Surface and intracellular expression of MICB in human NB cell lines. (Panel A) The cell lines were stained with the anti-MICB mAb (S-JJ5) and subsequently analyzed by flow cytometry as detailed in the Materials and Methods section. One representative experiment out of the three performed with similar results is shown. Gray histograms represent surface staining and black histograms represent intracellular staining for MICB. U937 cells are shown as positive control for MICB surface expression. Results are expressed as MRFI. The inset in the right upper side of the figure shows a representative histogram obtained by intracellular staining of SK-N-BE-2c cells. The gray profile indicates staining with isotype-matched control mAb, whereas the black profile refers to staining with anti-MICB mAb.
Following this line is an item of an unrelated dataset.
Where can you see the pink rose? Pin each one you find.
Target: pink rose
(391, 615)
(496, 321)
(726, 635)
Panel B summarizes the results of surface staining of the whole panel of NB cell lines with mAbs to all NKG2D ligands. (Panel C) Western blot analysis of lysates from ACN NB cells (lane 1) and U937 human leukemia cells (lane 2) tested as positive control with anti-MICB mAb (S-JJ5). The position of molecular weight markers is on the right side. One representative experiment out of the three performed is shown.

Figure 4

Levels of sMICA (pg/ml) in sera of NB patients and healthy donors (panel A). Serum samples of 20 NB patients and 51 healthy donors were tested by ELISA. Panel B shows the lowest and highest values detected in both groups together with median, mean, and standard error.

Figure 5

Modulation of NKG2D expression on peripheral blood CD8⁺ cells from normal donors by sMICA⁺ serum from a NB patient. One representative experiment out of the three performed is shown. The fluorescence intensity of NKG2D was measured on PBMCs from a healthy donor that had been untreated (control: upper dot plot panel), incubated with sMICA^- normal serum (middle dot plot panel) or with sMICA⁺ serum of an NB patient (lower dot plot panel). NKG2D expression was analyzed gating on CD8⁺ cells (boxed areas in plots on the left side of the figure). Numbers in the top right corners of plots on the right side indicate NKG2D MFI (subtracted from background). MFI of IgG1 isotype negative control was 9 (data not shown).

Figure 6

Reduction of NKG2D-mediated killing of NB cells by soluble MICA. The surface MICA⁺ ACN NB cell line was tested as target of normal activated NK cells in a 4-hour chromium release assay. NKG2D-dependent cytolytic activity was evaluated by preincubating effector cells with medium, anti-MICA mAb, sMICA⁺ serum of a NB patient, sMICA⁺ serum of the same NB patient pretreated with anti-MICA mAb bound to immunomagnetic beads, or sMICA^- normal serum. The figure shows one representative experiment out of the three performed.